La crescente importanza degli aspetti elettromagnetici e informatici della potenza militare ha comportato la messa a punto di vere e proprie armi finalizzate non solo a intercettare e localizzare le sorgenti di emissione, ma anche a interferire con i sistemi di comando, controllo, intelligence, comunicazione ecc., dell’avversario, sia per neutralizzarli temporaneamente sia per distruggerli. Nel campo elettromagnetico, si è sviluppato un gran numero di contromisure elettroniche (ECM, Electronic counter measures) volte a disturbare e a neutralizzare le emissioni nemiche (sia comunicazioni, come quelle delle radio, sia non comunicazioni, come quelle dei radar). La difesa da esse viene realizzata con contro-contromisure elettroniche (ECCM), anch’esse sempre più sofisticate. Per le ECM e le ECCM sono impiegate piattaforme terrestri, aeree e navali specializzate.
Nel campo informatico si mettono a punto hacker e virus capaci di distruggere il software dei calcolatori. Circuiti elettronici e banche dati possono poi essere inabilitati da impulsi elettromagnetici. Essi tendono a neutralizzare il sistema di sistemi, su cui si basa la superiorità strategica degli Stati Uniti.
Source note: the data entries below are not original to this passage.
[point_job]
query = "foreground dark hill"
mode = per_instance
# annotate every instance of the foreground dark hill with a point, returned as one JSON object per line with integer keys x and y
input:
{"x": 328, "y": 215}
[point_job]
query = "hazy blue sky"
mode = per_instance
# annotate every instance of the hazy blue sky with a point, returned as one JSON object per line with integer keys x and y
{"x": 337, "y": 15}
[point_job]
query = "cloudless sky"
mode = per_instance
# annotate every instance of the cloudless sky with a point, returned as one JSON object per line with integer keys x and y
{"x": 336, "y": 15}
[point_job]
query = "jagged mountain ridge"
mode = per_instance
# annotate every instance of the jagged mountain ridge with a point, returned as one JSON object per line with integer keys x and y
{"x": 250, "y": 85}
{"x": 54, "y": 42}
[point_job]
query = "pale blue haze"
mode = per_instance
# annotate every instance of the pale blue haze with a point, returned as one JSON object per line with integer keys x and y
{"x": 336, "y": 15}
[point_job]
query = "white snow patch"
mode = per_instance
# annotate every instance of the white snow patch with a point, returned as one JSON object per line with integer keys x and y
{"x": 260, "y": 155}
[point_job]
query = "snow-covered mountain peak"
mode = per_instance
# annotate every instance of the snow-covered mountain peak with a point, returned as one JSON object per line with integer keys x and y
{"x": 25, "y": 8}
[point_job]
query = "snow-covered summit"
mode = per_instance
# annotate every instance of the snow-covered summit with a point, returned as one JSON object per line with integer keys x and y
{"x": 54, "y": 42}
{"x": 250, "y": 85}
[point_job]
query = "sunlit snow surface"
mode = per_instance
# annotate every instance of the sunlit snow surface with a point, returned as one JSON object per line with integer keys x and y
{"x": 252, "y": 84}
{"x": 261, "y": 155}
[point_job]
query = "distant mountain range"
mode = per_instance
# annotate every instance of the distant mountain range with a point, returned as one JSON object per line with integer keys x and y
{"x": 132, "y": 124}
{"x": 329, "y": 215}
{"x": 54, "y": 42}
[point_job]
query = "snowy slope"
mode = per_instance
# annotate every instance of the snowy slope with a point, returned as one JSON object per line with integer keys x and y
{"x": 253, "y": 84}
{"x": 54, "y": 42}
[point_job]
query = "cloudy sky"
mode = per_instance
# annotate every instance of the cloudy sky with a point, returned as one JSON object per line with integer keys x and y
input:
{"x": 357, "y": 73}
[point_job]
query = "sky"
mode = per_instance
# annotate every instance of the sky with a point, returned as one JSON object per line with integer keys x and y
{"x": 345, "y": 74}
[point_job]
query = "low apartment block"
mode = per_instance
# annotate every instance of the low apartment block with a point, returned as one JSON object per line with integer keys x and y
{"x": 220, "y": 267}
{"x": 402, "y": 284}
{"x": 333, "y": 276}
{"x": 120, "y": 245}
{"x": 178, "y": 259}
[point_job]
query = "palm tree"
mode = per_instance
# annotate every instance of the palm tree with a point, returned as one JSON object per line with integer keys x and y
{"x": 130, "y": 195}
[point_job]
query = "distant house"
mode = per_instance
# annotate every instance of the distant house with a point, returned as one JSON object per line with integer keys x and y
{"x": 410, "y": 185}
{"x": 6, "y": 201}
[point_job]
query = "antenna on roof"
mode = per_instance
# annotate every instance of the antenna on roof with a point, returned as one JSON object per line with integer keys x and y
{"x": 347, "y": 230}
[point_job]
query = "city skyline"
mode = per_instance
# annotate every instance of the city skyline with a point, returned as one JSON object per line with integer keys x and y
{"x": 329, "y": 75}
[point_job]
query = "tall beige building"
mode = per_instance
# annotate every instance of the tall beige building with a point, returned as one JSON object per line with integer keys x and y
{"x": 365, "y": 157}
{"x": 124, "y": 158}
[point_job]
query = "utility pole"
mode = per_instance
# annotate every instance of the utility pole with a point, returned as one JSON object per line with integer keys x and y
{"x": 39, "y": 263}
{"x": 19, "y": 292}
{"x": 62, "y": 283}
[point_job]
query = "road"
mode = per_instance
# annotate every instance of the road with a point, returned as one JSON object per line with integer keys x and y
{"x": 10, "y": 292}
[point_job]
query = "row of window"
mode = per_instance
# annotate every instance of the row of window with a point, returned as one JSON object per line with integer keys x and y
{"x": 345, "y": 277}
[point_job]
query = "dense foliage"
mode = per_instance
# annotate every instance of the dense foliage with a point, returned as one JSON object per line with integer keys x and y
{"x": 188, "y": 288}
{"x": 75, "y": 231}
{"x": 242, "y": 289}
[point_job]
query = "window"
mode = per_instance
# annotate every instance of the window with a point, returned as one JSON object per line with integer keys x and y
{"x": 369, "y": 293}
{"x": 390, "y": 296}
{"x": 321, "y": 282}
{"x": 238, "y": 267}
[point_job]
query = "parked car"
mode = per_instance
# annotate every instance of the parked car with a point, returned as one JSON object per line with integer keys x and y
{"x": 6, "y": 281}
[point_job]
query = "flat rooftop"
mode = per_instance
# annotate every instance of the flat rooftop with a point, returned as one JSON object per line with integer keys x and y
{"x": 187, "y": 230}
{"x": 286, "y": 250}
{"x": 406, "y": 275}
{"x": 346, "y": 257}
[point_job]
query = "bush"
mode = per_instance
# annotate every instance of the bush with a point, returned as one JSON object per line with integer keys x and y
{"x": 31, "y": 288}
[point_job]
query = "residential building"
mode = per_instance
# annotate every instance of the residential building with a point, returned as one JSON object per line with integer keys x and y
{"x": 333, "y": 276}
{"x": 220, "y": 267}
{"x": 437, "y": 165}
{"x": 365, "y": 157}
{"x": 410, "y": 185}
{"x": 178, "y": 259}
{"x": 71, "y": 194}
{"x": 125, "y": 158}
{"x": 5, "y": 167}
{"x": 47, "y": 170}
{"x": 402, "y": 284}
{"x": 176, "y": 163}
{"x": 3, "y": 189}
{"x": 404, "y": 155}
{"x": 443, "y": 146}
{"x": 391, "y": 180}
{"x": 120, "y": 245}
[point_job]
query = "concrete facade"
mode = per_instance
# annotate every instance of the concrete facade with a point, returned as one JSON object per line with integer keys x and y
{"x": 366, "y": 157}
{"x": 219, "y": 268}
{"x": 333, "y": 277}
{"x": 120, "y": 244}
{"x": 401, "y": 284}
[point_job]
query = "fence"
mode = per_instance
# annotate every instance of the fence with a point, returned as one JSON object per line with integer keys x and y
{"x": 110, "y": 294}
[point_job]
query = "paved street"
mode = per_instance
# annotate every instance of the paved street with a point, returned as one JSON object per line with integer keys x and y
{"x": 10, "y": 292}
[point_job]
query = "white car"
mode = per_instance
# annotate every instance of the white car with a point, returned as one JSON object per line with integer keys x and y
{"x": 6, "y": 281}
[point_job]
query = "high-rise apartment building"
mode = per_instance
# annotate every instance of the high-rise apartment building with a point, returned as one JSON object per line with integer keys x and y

Le armi chimiche non hanno registrato significative evoluzioni rispetto al passato. Quelle biologiche, invece, sono in costante sviluppo – nonostante le vigenti limitazioni internazionali – per i rapidissimi progressi della microbiologia e delle biotecnologie. La capacità di produzione di massa di microrganismi e le possibilità di una loro migliore conservazione – con la liofilizzazione e le manipolazioni genetiche – ne facilitano l’impiego anche per attacchi terroristici. La loro efficacia deriva anche dal ritardo esistente fra la contaminazione e il manifestarsi dei primi sintomi. Ciò può determinare un panico incontrollabile, soprattutto in caso di armi biologiche contagiose. Esse hanno una letalità simile a quella delle armi nucleari, ma non richiedono la medesima difficoltà di produzione. Il loro uso da parte dei terroristi rimane però complesso e questi ultimi, almeno finora, hanno preferito impiegare armi ed esplosivi convenzionali.
Le armi non letali o a ridotta letalità comprendono un’ampia gamma di mezzi che possono neutralizzare temporaneamente il personale nemico, senza ucciderlo, o componenti del sistema industriale dell’avversario, senza arrecarvi danni permanenti. Nell’ultimo decennio sono state notevolmente migliorate e continueranno a esserlo, specie per la rilevanza che esse hanno nelle operazioni di supporto della pace. Tra le armi antipersonale vanno ricordati gli ultrasuoni, le colle, le reti, le pallottole di gomma, le bombe abbaglianti e quelle acustiche (impiegate anche nelle operazioni per la liberazione di ostaggi), quelle lacrimogene, utilizzate dalle forze di polizia per il mantenimento dell’ordine pubblico, e così via. Tra quelle che hanno per obiettivo il sistema industriale dell’avversario vanno ricordate le bombe a grafite, impiegate dallaNATO per neutralizzare talune centrali elettriche serbe durante la crisi del Kosovo. Armi non letali possono essere considerati molti dei mezzi impiegati per il mantenimento dell’ordine pubblico e per le operazioni antisommossa, nonché i defolianti, largamente utilizzati nella guerra del Vietnam. Secondo i loro fautori, queste armi consentirebbero operazioni militari umanitarie riducendo il numero delle vittime tra la popolazione civile, consentendo di contrastare operazioni condotte da forze paramilitari, che attaccano proteggendosi con folle di donne e bambini. Il dibattito sulle armi non letali resta però aperto. La loro introduzione in servizio non segna l’inizio di un nuovo tipo di guerra umanitaria, anche perché coloro contro cui saranno impiegate generalmente non ne dispongono e, quindi, reagiranno con armi tradizionali, cioè letali. Secondo taluni esperti, le armi non letali sarebbero addirittura controproducenti. Infatti, esse riducono l’effetto dissuasivo delle armi letali, costringendo alla fine a usare un livello di violenza superiore a quello che sarebbe sufficiente con l’impiego tempestivo di armi da guerra o semplicemente con la minaccia del loro uso. In sostanza, sebbene possano utilmente integrare le armi tradizionali in specifiche situazioni, le armi non letali non possono sostituirle, neppure nelle operazioni di mantenimento della pace.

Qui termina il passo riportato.